Fact of the Week: Millions of People are Lifted Out of Poverty by Programs Like Social Security, Low-income Tax Credits, and SNAP/Food Stamps
More than 48 million people were poor in the U.S. in 2013. But if Social Security did not exist, more than 75 million people would have been poor. Most of us have elderly parents or other relatives for whom Social Security is an absolutely essential part of their monthly budget. A new report by the U.S. Census Bureau shows just how essential Social Security is. And not only Social Security – two tax credits that provide refund checks lift 8.8 million people in working families out of poverty (EITC and the Child Tax Credit). SNAP/food stamps keeps 4.8 million people from being poor.
The Census Bureau has been doing research into a more accurate way of assessing poverty. Since 2009, it has been calculating a Supplemental Poverty Measure (SPM), taking into account income and expenses that don’t count in the official poverty statistics. For example, SNAP/food stamps and refundable tax credits are not counted in the income estimates in the official poverty measure, but they are counted in the Supplemental Poverty Measure. It’s also true that failing to count work-related expenses, housing costs, out-of-pocket medical expenses, tax payments, or child support paid will reduce the accuracy of poverty surveys. The Supplemental measure counts those; the official poverty calculations do not.

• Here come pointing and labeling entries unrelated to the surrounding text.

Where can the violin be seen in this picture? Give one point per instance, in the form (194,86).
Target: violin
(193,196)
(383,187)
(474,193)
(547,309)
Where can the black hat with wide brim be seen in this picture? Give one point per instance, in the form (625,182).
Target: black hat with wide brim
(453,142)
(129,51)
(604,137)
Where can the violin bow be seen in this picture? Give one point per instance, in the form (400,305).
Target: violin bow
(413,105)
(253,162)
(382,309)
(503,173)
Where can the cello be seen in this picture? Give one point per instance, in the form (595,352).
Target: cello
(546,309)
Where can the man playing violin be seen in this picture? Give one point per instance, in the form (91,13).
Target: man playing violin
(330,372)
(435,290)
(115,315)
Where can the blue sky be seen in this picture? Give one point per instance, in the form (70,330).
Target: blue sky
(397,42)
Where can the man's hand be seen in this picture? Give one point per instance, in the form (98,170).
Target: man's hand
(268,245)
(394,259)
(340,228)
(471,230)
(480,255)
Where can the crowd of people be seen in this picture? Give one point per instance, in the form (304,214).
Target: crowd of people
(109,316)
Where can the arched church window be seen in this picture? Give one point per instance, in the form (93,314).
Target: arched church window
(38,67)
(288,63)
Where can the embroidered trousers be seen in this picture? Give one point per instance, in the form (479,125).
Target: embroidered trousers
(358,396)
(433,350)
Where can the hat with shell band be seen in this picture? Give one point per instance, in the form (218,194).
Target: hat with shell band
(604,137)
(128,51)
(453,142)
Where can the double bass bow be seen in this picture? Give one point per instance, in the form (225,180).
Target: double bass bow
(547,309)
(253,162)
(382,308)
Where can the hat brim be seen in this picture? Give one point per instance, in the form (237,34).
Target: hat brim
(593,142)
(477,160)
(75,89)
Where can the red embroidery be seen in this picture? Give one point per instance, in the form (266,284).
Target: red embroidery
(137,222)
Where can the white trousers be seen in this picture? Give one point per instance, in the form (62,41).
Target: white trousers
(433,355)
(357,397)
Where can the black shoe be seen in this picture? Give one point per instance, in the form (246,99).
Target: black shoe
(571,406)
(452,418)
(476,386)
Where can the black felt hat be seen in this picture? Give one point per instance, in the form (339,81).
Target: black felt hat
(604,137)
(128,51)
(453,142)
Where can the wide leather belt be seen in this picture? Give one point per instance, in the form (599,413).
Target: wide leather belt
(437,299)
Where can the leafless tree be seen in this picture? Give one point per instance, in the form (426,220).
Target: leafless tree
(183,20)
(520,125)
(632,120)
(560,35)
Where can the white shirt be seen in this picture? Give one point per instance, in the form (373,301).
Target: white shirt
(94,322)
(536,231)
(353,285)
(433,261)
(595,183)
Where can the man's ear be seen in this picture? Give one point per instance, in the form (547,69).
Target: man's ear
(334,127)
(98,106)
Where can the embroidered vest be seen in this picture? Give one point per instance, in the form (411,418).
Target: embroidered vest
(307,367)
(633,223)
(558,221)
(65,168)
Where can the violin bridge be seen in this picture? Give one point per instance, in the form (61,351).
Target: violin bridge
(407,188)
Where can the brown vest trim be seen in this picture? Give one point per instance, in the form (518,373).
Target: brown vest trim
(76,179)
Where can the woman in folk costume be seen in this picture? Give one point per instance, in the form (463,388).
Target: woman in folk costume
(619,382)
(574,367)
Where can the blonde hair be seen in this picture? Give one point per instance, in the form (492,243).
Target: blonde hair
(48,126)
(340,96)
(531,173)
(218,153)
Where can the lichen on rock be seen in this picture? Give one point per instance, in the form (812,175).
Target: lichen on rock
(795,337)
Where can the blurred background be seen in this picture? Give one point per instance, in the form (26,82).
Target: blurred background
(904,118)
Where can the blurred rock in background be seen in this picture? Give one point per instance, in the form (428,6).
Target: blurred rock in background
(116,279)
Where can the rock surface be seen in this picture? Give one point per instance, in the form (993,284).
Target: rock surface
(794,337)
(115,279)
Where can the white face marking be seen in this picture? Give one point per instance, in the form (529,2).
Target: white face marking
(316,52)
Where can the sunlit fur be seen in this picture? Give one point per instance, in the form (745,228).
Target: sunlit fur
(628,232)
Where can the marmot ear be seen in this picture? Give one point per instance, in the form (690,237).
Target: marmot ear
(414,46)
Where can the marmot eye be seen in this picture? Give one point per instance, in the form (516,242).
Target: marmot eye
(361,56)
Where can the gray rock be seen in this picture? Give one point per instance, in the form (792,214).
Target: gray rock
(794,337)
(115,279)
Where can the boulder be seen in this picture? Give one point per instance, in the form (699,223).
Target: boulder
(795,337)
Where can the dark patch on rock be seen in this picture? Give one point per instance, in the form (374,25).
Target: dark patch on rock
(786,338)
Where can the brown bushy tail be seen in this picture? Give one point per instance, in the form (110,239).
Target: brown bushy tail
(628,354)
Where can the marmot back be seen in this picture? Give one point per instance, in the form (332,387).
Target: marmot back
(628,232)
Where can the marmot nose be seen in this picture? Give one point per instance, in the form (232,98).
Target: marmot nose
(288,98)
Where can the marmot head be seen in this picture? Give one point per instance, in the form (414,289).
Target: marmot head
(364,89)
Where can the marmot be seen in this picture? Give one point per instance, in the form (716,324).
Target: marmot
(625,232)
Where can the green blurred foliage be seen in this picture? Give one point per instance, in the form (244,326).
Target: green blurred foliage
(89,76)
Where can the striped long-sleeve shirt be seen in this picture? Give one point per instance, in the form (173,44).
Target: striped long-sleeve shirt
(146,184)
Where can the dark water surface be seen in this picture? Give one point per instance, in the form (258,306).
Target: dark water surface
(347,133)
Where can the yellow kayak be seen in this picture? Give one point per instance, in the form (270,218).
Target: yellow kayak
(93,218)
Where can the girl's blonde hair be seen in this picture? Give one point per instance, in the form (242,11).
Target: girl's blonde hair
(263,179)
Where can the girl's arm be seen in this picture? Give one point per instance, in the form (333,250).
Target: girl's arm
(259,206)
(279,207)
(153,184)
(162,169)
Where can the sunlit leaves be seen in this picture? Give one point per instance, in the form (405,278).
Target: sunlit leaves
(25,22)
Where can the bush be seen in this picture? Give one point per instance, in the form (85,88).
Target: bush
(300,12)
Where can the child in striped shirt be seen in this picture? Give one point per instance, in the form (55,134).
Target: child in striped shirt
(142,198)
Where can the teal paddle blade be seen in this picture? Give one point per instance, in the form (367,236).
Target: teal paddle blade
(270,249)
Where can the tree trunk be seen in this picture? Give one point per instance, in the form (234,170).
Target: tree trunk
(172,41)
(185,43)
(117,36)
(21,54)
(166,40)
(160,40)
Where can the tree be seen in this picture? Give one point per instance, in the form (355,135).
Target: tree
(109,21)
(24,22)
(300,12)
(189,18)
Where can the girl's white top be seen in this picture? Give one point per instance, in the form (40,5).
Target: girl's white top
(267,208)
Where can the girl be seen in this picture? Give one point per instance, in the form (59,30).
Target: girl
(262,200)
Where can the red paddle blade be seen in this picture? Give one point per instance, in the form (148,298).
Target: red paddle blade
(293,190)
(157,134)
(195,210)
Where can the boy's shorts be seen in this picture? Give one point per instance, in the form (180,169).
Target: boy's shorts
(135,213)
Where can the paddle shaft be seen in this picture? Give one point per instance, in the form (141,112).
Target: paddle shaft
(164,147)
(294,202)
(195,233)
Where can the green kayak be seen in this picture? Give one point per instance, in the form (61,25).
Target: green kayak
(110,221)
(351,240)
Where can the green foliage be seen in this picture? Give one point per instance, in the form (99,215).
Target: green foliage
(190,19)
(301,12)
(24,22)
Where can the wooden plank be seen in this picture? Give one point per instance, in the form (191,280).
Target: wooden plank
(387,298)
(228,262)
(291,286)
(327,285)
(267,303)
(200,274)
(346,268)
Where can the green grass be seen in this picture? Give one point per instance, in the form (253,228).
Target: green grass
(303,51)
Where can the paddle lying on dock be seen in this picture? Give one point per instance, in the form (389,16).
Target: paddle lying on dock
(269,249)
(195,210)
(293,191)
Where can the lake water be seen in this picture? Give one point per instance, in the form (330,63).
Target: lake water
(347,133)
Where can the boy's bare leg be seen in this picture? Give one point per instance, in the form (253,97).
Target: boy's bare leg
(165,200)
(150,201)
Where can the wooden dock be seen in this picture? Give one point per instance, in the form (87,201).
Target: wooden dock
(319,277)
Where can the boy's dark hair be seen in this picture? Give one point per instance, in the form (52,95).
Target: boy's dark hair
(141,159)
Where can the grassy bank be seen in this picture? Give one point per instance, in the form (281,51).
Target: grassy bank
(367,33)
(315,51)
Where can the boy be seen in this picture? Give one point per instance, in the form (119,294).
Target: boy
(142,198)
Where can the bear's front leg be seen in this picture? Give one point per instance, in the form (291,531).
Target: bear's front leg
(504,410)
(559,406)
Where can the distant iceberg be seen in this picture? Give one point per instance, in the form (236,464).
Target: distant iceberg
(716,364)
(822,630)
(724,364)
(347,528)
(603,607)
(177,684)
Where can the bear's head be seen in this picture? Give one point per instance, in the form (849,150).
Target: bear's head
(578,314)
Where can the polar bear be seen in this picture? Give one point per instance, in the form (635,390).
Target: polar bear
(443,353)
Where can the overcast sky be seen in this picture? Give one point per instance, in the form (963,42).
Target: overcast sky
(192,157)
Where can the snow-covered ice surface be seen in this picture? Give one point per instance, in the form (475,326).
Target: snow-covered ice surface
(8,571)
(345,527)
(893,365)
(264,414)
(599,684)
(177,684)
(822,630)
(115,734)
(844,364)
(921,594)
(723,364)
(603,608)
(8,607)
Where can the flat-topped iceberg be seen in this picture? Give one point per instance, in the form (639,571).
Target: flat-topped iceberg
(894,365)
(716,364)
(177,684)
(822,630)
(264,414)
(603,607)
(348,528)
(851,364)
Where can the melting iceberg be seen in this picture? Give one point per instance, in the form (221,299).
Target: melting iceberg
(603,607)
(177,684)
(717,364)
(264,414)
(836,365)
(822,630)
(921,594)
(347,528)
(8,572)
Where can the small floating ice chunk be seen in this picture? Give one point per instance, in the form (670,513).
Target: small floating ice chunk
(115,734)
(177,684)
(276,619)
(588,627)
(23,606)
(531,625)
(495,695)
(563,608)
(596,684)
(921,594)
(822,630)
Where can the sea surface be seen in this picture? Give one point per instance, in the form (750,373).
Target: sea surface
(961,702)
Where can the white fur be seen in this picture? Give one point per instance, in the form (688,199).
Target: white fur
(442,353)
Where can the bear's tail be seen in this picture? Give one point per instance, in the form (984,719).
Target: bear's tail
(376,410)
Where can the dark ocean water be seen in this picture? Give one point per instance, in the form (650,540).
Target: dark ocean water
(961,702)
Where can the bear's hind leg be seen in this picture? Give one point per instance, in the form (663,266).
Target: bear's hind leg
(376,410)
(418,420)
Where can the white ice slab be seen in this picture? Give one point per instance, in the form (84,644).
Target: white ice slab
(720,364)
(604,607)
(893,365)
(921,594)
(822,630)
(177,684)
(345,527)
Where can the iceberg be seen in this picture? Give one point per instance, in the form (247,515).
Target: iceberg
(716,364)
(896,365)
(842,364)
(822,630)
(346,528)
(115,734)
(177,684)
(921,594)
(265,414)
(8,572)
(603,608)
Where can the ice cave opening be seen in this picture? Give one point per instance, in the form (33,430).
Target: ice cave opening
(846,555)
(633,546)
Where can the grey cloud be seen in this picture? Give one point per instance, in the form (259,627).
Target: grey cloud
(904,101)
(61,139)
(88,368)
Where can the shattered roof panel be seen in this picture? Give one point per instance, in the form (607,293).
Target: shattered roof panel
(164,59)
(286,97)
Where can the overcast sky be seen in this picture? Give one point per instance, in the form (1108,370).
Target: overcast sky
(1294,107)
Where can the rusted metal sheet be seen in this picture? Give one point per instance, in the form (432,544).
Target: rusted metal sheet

The upshot of all this? This research shows that critically important programs help people. That may not seem like a brilliantly incisive insight, but when right wing policy makers and pundits dispute the effectiveness of most programs, it helps to document the good they do. A graph below from the Census Bureau has more examples of helpful programs (and expenses that drop people below the poverty line).
The report makes some other points as well. It shows less poverty among children, as compared to the official poverty stats, because children are most likely to benefit from SNAP and the refundable tax credits. Counting those benefits reduces the number of children in extreme poverty – living in families below 50 percent of the poverty line. Using the official measure, 9.3 percent of all children were living in such deep poverty. The SPM reduces the proportion of extremely poor children to 4.4 percent. There is more poverty among people over 65, in large part because they have high medical costs that are not covered by insurance.
Using the Supplemental Poverty Measure illuminates a greater percentage of people living in near poverty. While the SPM, by counting means-tested benefits, bumps people over the poverty line, there are increased numbers living just over the line: while the official measure counted 9.6 percent living between 100 percent and 149 percent of the poverty line, the SPM finds 14.4 percent at that modest level (for SPM, a family with 2 adults and 2 children would have income of less than $25,639 to be poor; between that and $38,202 to be below 150 percent of the poverty threshold). Those proportions are growing because benefits decline while work expenses and taxes rise.
In addition, while the anti-poverty effectiveness of most programs has not changed much the last couple of years, this is not true of Unemployment Insurance. In 2011, taking away unemployment benefits would have increased the poverty rate by 1.2 percentage points (from 15.5 percent to 16.7 percent). In 2013, eliminating unemployment insurance would raise the poverty rate of working age adults from 15.5 percent to 16 percent – only a half-percentage point increase. Unemployment benefits lifted fewer out of poverty because fewer people got them. In 2012, 7.4 percent of people in families received UI benefits, but in 2013, only 6.1 percent of people in families did so.
With Election Day less than 3 weeks away, it’s important that we do what we can to make sure these issues are a part of the debates happening all across the country. When Congress returns for its lame duck session in November, they’ll resume work on the budgets for these critical programs for the remainder of this fiscal year. And it’ll be just as important that we all use this data to remind them that behind the dollars are children and adults whose lives can be dramatically improved by these programs if we fund them adequately.